Projeto obriga o Brasil a dar cumprimento imediato a resoluções da ONU contra o terrorismo

Proposta em análise na Câmara dos Deputados determina o cumprimento imediato, pelo Brasil, de sanções impostas pelo Conselho de Segurança das Nações Unidas.

O objetivo do projeto é agilizar o bloqueio de bens e a identificação de empresas e pessoas associadas ao crime de terrorismo e à proliferação de armas de destruição em massa.

Pelo texto, o Brasil concorda em dar cumprimento imediato as sanções do Conselho de Segurança ou de seus comitês de sanções, sem a necessidade de qualquer decisão judicial ou decreto presidencial nesse sentido.

A medida está prevista no Projeto de Lei 10431/18, do Executivo, e atende às determinações do Grupo de Ação Financeira Internacional (GAFI), com foco no combate à corrupção e à lavagem de dinheiro.

O projeto obriga instituições financeiras, operadoras de câmbio e corretoras de valores a cumprirem, sem demora e sem aviso prévio aos sancionados, resolução do Conselho de Segurança que determine a indisponibilidade de bens de pessoas investigadas ou acusadas de terrorismo ou atos correlacionados. Autoridades estrangeiras ou brasileiras designadas também poderão requerer o bloqueio de bens nessa situação.

Auxílio Judicial
Caso a indisponibilidade não seja cumprida imediatamente, o projeto obriga a União, por meio da Advocacia-Geral, a ingressar com ação judicial para obtê-la. As resoluções do Conselho de Segurança poderão se impugnadas apenas nos seguintes casos: erro na identificação de pessoas ou ativos; homônimo; exclusão do acusado da lista de sanções; ou fim do prazo de vigência da sanção.
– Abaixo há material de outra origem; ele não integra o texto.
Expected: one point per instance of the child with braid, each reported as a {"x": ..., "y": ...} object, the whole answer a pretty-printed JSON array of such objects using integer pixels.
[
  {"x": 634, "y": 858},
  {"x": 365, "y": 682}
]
O texto obriga ainda o Ministério da Justiça a comunicar, sem demora, sobre a indisponibilidade de ativos e sobre restrições à entrada ou à saída de bens ou pessoas do País aos seguintes órgãos: corregedorias de justiça dos Estados e do Distrito Federal; Agência Nacional de Aviação Civil; Departamento Nacional de Trânsito; Capitanias dos Portos; Agência Nacional de Telecomunicações; entre outros.

Inconsistência jurídica
Em 2015, o Brasil já havia aprovado lei para dar mais celeridade ao cumprimento de resoluções da ONU. No entanto, por prever a necessidade de ação judicial para o cumprimento de toda e qualquer sanção imposta pelo Conselho de Segurança, a lei não atendia aos padrões internacionais e descumpria o decreto de criação da ONU (Carta das Nações Unidas – Decreto 19.841/45): “Os membros das Nações Unidas concordam em aceitar e executar as decisões do Conselho de Segurança, de acordo com a presente Carta”.

O governo brasileiro avalia que as mudanças previstas no projeto corrigem falhas da legislação anterior e evita que o Brasil sofra sanções ou restrições internacionais no campo político, diplomático e financeiro.

Tramitação
O projeto será analisado conclusivamente pelas comissões de Segurança Pública e Combate ao Crime Organizado; de Finanças e Tributação; e de Constituição e Justiça e de Cidadania.